Getting "this" to work similar to "self" in Python
John Colvin via Digitalmars-d-learn
digitalmars-d-learn at puremagic.com
Wed Jul 22 15:52:20 PDT 2015
On Wednesday, 22 July 2015 at 22:22:02 UTC, nurfz wrote:
> How could I get this D code to work similar to this Python code?
>
> So, here is the D code:
>
> import std.stdio;
>
> class Vehicle {
> int speed;
> void printSpeed() {
> writeln(this.speed);
> }
> }
>
> class Airplane: Vehicle {
> int speed = 100;
> }
>
> int main() {
> auto v = new Vehicle();
> auto a = new Airplane();
>
> v.printSpeed(); // 0
> a.printSpeed(); // 0 not 100
>
> writeln(v.speed); // 0
> writeln(a.speed); // 100
> }
>
> Here is the Python code:
>
> class Vehicle:
> speed = 0
> def printSpeed(self):
> print(self.speed)
>
> class Airplane(Vehicle):
> speed = 100
>
> if __name__ == "__main__":
> v = Vehicle()
> a = Airplane()
>
> v.printSpeed() # 0
> a.printSpeed() # 100
>
> print(v.speed) # 0
> print(a.speed) # 100
>
> I guess I'm confused as to why the D code isn't acting similar
> to the Python code in the sense that you would expect "this" to
> reference the "speed" property of the current instance and not
> statically reference the parent.
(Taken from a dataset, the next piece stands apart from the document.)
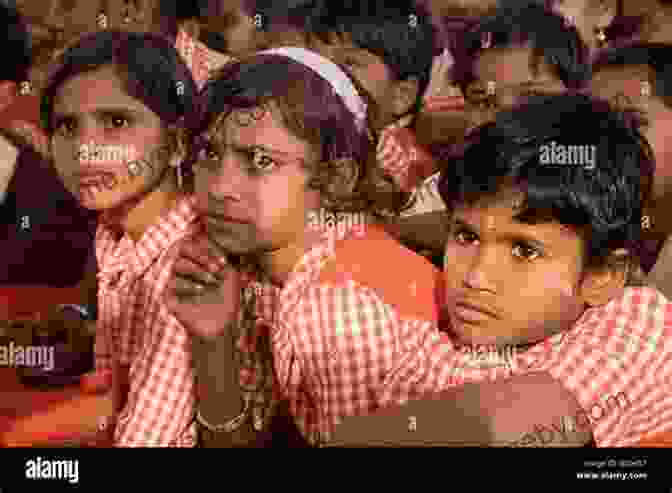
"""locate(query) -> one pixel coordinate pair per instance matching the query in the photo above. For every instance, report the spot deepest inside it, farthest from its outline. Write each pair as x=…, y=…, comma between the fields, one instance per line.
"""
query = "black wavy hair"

Am I having these issues
> because these attributes are being initialized statically?
>
> Would using constructors be the way to go about this? I suppose
> I'm just trying to find a way to implement fairly clean and
> intuitive object oriented inheritance that isn't crippled by
> getters/setters, is resolved at compile time, and doesn't
> impose any kind of runtime cost other than what you would
> assume is associated with fundamental level OOP.
>
> Sorry for the long winded post, but this has just been
> confusing me to no end. Hopefully you guys can help me out! :)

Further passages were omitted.